The most common stone to be found in the Dungarvan area is limestone with which most of the principle buildings are constructed.  The courthouse in T.F. Meagher Street and St Mary’s Church of Ireland are good examples and the decorative stone tracery of the windows in St Mary’s Parish Church.

 

‘On the Bridge I will linger, at sweet evening tide’

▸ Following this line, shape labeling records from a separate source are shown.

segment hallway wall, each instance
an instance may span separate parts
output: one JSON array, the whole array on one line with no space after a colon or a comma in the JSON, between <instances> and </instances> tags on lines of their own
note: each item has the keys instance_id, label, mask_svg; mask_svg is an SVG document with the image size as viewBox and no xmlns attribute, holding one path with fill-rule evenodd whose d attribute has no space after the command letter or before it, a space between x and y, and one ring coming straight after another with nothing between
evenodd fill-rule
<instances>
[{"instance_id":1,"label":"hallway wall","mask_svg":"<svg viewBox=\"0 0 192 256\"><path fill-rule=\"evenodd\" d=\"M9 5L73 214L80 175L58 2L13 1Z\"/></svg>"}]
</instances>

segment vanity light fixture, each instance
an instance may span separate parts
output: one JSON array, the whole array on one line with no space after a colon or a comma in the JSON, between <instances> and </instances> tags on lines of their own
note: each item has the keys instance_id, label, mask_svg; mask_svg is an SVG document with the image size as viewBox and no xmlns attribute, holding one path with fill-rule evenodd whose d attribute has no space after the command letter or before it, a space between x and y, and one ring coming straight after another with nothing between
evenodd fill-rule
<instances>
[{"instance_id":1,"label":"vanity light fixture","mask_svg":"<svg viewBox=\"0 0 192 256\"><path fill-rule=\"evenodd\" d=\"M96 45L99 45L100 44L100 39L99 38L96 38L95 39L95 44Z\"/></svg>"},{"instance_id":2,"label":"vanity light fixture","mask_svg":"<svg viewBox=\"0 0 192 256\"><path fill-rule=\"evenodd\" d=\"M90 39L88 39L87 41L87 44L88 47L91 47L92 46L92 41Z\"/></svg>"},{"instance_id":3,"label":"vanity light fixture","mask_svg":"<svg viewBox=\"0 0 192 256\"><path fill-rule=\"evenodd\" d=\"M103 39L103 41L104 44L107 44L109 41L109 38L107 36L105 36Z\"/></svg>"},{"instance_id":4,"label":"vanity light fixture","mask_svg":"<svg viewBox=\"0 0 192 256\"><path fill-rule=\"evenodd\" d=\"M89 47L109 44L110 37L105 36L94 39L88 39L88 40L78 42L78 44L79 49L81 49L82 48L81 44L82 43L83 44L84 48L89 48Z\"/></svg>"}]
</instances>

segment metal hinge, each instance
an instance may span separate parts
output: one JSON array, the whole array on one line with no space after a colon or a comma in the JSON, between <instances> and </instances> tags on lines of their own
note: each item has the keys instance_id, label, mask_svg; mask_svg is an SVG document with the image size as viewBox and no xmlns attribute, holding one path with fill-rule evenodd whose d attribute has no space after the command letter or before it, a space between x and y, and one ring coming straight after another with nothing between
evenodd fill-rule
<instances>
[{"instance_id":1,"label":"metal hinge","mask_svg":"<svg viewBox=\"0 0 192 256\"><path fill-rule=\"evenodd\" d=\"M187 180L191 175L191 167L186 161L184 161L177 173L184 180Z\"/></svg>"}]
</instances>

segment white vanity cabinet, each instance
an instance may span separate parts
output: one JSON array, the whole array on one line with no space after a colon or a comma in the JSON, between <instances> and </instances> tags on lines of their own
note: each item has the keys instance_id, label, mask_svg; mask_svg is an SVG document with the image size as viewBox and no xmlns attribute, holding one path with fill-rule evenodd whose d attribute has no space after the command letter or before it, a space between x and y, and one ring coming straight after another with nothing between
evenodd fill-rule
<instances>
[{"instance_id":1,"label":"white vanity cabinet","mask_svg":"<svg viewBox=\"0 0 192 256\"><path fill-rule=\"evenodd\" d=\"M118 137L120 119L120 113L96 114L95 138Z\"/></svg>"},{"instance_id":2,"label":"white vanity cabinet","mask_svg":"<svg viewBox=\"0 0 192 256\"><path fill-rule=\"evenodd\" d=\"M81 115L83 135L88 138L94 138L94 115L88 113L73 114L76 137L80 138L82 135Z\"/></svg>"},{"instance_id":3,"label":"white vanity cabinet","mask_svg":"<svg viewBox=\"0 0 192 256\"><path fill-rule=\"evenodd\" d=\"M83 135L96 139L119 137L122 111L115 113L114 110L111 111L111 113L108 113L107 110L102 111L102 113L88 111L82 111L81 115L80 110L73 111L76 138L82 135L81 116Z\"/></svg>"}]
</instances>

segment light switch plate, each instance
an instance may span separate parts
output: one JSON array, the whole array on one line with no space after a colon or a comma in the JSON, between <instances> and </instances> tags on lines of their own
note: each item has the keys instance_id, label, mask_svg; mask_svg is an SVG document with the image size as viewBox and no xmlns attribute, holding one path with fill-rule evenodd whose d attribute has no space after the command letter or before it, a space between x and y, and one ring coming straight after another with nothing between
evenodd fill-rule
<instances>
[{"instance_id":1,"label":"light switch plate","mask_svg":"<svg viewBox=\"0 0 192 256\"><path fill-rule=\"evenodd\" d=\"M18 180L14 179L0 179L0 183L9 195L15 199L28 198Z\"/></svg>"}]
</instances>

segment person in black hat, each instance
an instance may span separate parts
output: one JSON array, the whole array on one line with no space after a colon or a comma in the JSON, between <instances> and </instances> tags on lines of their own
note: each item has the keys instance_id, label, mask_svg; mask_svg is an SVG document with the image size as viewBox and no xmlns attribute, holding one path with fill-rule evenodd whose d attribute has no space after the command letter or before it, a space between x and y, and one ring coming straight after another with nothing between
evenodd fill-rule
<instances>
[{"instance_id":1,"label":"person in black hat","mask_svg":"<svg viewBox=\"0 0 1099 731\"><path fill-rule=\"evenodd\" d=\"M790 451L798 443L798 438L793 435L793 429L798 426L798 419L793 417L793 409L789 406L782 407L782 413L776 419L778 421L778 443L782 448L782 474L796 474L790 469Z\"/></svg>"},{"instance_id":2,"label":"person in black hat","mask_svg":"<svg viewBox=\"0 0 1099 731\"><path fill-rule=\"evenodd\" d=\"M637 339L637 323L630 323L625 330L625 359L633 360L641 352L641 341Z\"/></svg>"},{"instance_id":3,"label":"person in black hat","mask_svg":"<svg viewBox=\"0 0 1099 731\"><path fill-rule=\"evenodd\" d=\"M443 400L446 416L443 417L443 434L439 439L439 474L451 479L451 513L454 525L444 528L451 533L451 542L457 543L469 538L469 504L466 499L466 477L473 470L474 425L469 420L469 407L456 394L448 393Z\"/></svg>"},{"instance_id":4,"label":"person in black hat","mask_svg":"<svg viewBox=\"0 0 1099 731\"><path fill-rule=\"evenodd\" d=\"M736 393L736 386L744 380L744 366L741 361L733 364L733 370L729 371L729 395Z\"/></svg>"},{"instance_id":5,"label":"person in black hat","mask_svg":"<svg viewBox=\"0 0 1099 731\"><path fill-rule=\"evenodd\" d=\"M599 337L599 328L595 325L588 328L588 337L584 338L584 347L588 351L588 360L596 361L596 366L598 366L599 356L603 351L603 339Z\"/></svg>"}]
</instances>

(Dungarvan My Hometown, Mai O’Higgins)

Dungarvan Bridge

This bridge was an important development for the people of Dungarvan in the early 1800s.  Before its construction a person had to travel up to Ballyneety to cross the River Colligan or pay to get the ferry from Abbeyside to Roderick’s Quay in front of the castle.  There was a competition between the Duke of Devonshire and the Marquis of Waterford as to who would get the bridge built first.  The marquis wanted the bridge to be funded by the Grand Jury and the duke was willing to pay for it himself.  Most people were happy for the duke to fund the project which he did.  The architect William Atkinson prepared a set of drawings which show a bridge of five arches and a balustrade.  Atkinson was told by the Devonshire agent that the bridge should be built of Runcorn stone which was cheaper than other available stone.  The cost of the bridge was estimated at about £8,000.  In 1813 Samuel Ware was sent to Dungarvan to inspect the initial foundations:

‘I found on the quay an immense quantity of freestone brought from England at an expense I was informed of about 2 shillings per foot cube.  I saw part of an expensive block cornice and architrave partly worked, and it appears by one of the drawings that the bridge was intended to be finished suitably to a nobleman’s park or a great city’.  He was not happy with what he saw and recommended a smaller structure of three arches.  The final design consisted of only one arch with the others replaced by a long causeway.  The engineer in charge of the project was Yorkshire native Jesse Hartley (and builder of Liverpool Docks) who married local lady Ellen Penny while based in Dungarvan to oversee the works between 1809 and 1818.   The bridge was completed after much difficulty and opened to the public in 1816.  It is a testament to the skills of the engineer and the stonemasons and others who built it that it has survived the weather and heavy traffic of the 20th and 21st centuries.

Further reading:

The Reconstruction of Dungarvan – 1807-c.1830 – A Political Ploy by William Fraher, Decies journal, January 1984.

Jesse Hartley: Dock Engineer to the Port of Liverpool 1824-60 by Nancy Richie- Noakes, 1980.

Irish Stone Bridges- History and Heritage by Peter O’Keefe and Tom Simington, 1991.